Indie film creators enthrall NIU crowd, answer questions

By Aacia Hussain

The showing of “By Hook or By Crook,” a ground-breaking film pushing issues like gender-identity and mental illness, left viewers mesmerized Tuesday night.

The three dozen viewers gathered in Jack Arends Hall seemed intensely fascinated, openly sighing and laughing during the film’s two-hour entirety.

The movie, filmed in San Francisco, told a story of two women grappling with social taboos like gender ambiguousness and mental illness. But above the sensitive subject matter within the characters, the film successfully depicted an intense emotional journey of two friends driven by their dreams.

Despite powerful overtones, the crowd enjoyed the movie’s subtle comic punch as well.

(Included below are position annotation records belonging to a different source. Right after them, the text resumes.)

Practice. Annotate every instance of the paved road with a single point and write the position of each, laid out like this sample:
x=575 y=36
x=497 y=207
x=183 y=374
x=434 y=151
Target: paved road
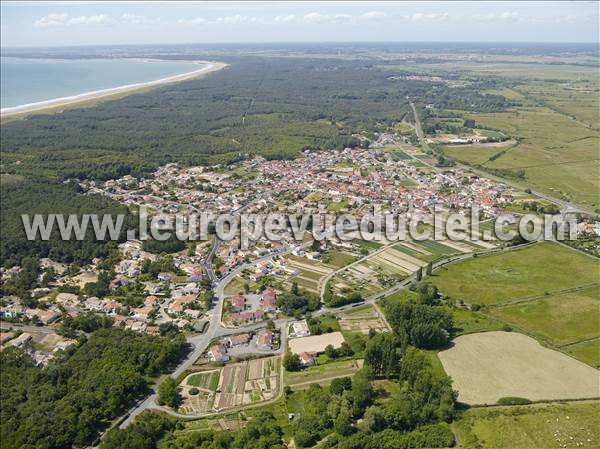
x=5 y=325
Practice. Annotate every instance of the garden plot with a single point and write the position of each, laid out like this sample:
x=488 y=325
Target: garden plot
x=310 y=273
x=202 y=402
x=316 y=343
x=491 y=365
x=362 y=319
x=248 y=382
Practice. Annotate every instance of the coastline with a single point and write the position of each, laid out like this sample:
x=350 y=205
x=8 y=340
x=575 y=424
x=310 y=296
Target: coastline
x=59 y=104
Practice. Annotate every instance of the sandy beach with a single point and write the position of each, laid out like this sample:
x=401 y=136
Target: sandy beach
x=59 y=104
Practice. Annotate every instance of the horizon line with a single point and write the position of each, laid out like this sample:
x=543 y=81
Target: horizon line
x=246 y=44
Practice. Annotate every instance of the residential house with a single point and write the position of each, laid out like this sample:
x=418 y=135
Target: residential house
x=299 y=329
x=247 y=316
x=238 y=303
x=306 y=358
x=236 y=340
x=264 y=341
x=43 y=316
x=217 y=353
x=178 y=304
x=20 y=340
x=142 y=313
x=268 y=300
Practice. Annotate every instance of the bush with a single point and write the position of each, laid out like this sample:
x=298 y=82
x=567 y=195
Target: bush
x=510 y=400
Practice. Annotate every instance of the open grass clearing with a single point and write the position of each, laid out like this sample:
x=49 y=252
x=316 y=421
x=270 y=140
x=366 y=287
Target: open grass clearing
x=511 y=275
x=320 y=373
x=540 y=426
x=561 y=319
x=491 y=365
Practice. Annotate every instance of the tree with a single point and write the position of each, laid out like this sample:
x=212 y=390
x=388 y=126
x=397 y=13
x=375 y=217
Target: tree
x=381 y=355
x=168 y=393
x=362 y=392
x=339 y=385
x=291 y=362
x=373 y=420
x=342 y=424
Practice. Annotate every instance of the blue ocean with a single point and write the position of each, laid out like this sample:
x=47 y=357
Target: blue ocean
x=25 y=81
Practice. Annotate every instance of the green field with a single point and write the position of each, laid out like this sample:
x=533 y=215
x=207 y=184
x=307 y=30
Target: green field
x=562 y=319
x=208 y=380
x=531 y=427
x=498 y=278
x=323 y=373
x=469 y=322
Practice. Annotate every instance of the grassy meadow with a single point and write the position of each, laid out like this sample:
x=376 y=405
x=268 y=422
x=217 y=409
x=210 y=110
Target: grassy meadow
x=512 y=275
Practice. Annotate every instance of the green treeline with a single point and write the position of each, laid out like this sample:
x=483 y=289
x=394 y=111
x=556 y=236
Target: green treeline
x=37 y=196
x=67 y=403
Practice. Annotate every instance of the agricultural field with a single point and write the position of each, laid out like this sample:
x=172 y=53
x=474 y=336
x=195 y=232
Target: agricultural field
x=561 y=319
x=539 y=426
x=519 y=274
x=362 y=319
x=322 y=374
x=586 y=351
x=554 y=120
x=556 y=154
x=316 y=343
x=382 y=269
x=489 y=366
x=231 y=386
x=310 y=273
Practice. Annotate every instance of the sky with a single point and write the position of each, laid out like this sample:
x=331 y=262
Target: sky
x=44 y=24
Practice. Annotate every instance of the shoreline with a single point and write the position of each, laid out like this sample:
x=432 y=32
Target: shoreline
x=59 y=104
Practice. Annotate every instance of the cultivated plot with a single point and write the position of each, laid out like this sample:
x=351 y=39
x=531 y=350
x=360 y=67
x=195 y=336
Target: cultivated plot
x=488 y=366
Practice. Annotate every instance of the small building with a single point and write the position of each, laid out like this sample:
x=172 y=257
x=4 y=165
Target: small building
x=264 y=341
x=299 y=329
x=306 y=358
x=217 y=353
x=20 y=340
x=236 y=340
x=238 y=303
x=269 y=300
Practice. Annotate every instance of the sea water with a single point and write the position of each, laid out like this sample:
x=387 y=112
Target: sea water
x=25 y=81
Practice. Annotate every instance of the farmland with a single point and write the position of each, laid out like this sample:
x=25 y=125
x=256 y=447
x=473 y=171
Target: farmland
x=562 y=319
x=231 y=386
x=316 y=343
x=362 y=319
x=554 y=121
x=543 y=426
x=499 y=278
x=484 y=368
x=322 y=373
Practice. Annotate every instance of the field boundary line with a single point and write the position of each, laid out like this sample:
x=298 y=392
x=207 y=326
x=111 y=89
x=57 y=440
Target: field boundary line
x=548 y=294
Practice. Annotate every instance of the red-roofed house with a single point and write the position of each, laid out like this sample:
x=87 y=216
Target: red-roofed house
x=268 y=300
x=238 y=303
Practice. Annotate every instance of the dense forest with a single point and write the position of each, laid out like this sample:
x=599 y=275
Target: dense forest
x=77 y=394
x=272 y=106
x=37 y=196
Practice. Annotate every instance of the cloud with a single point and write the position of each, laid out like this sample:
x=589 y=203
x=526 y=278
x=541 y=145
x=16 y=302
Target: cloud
x=52 y=20
x=61 y=20
x=371 y=16
x=284 y=19
x=436 y=17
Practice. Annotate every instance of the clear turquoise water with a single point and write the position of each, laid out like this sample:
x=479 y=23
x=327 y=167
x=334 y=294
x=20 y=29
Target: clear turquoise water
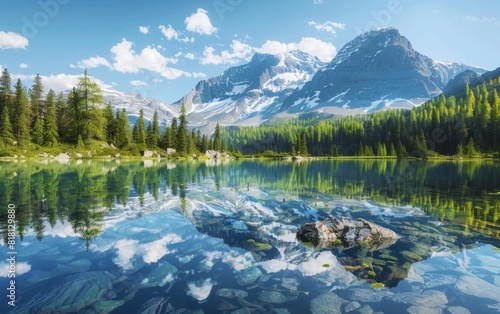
x=133 y=237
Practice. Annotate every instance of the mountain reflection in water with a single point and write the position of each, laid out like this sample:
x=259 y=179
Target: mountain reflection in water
x=159 y=235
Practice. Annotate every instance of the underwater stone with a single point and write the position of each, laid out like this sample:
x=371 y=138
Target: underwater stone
x=274 y=297
x=352 y=306
x=154 y=305
x=231 y=293
x=160 y=276
x=368 y=295
x=248 y=276
x=342 y=233
x=419 y=309
x=477 y=287
x=328 y=302
x=72 y=295
x=428 y=298
x=244 y=310
x=457 y=310
x=366 y=309
x=104 y=307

The audience seemed to pick up on the film’s impact by staying afterward for roughly an hour-long Q&A.

Co-writers, directors and stars of the film, Silas Howard and Harry Dodge, answered both broad and personal inquiries from the audience about the film and about themselves.

“Overall, we spent about three years working on the film,” Howard said. “It was very effortful.”

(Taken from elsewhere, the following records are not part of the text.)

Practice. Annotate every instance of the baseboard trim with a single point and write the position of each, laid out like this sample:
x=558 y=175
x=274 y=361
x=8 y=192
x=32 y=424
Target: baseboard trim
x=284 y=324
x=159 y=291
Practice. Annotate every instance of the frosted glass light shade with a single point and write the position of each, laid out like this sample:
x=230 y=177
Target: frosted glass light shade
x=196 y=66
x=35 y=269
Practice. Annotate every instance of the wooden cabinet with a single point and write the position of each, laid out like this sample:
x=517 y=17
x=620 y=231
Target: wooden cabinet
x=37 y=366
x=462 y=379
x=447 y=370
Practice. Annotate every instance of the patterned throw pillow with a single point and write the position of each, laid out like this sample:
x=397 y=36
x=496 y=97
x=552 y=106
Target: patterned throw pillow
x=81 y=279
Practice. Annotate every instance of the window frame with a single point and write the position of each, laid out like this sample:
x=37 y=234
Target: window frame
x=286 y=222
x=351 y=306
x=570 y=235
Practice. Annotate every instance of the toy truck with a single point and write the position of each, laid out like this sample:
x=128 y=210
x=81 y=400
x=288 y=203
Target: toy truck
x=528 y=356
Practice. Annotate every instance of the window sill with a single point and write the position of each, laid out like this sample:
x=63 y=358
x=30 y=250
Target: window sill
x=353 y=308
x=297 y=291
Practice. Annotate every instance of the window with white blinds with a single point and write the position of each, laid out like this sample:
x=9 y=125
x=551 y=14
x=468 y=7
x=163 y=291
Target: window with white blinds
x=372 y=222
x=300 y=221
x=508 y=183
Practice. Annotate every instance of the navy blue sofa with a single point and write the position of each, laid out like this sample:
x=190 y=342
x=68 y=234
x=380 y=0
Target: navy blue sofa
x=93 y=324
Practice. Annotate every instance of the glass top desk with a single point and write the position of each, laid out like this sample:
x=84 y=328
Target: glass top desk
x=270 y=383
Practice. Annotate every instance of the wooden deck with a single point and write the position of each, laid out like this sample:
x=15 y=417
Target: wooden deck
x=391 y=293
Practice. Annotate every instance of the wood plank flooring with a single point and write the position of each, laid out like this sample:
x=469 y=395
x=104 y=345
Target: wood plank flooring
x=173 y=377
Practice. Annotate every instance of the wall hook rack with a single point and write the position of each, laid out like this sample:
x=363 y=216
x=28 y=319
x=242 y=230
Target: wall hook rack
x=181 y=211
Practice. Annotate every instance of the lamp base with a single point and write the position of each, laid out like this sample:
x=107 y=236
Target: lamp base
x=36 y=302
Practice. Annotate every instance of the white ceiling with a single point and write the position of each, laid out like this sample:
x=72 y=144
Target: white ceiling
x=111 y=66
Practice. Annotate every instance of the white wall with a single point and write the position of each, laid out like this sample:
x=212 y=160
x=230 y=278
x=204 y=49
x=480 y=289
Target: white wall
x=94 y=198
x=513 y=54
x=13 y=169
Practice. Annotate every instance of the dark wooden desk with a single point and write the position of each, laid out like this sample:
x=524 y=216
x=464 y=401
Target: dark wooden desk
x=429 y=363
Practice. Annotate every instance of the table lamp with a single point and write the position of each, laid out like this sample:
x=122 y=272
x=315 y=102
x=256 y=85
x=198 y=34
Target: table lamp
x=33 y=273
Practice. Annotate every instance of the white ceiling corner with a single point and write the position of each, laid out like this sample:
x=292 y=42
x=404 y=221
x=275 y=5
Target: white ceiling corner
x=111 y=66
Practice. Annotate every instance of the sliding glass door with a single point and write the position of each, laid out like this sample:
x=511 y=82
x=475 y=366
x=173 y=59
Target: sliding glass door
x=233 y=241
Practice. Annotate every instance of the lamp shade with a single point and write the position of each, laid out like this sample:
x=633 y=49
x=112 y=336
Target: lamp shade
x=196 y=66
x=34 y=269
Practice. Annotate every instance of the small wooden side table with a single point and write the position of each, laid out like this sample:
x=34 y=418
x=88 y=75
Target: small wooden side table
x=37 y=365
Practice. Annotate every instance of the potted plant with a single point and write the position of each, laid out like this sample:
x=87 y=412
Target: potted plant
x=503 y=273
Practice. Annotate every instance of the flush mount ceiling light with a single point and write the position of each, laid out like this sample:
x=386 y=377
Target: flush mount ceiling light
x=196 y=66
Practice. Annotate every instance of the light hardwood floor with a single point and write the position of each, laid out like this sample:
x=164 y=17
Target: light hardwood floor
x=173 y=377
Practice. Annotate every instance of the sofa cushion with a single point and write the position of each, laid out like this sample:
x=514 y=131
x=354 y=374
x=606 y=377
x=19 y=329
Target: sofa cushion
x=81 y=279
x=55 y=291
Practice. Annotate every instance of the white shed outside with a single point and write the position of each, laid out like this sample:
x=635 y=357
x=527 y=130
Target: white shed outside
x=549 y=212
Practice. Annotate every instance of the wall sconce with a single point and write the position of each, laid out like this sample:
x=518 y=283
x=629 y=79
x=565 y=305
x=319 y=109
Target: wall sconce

Besides winning awards, the film went on to be internationally translated and can now be rented from some video stores.

The film has since been picked up by Wolfe Video and can be ordered on the Web site www.steakhaus.com. The film also can be frequently viewed on the Sundance Channel.

“The process of making the film was very humbling,” Dodge said.

Initially, the movie was merely a dream of the two women on a modest budget.

“We began with about $40,000,” Dodge said.

The movie was the first that either of the two had ever made. Some of the audience members wanted to know how they felt about how the gay community would feel about the film.

They had been nervous about it; they didn’t know how the community would take to the characters, Howard said.

Dodge stressed all they wanted to do was give a voice to a community of people that were largely unnoticed by the typical Hollywood movie.

“We wanted to represent the unrepresented,” Dodge said.

Some audience members asked about the time setting of the film; the year it was intended to take place was somewhat in question. Although it seemed modern in its issues and dialogue, none of the vehicles were over the ’70s era, and much of the furniture and telephones were nostalgic.

“We made a timelessness in the setting deliberately,” Dodge said.

The event closed with final questions and a meet-and-greet with Howard and Dodge.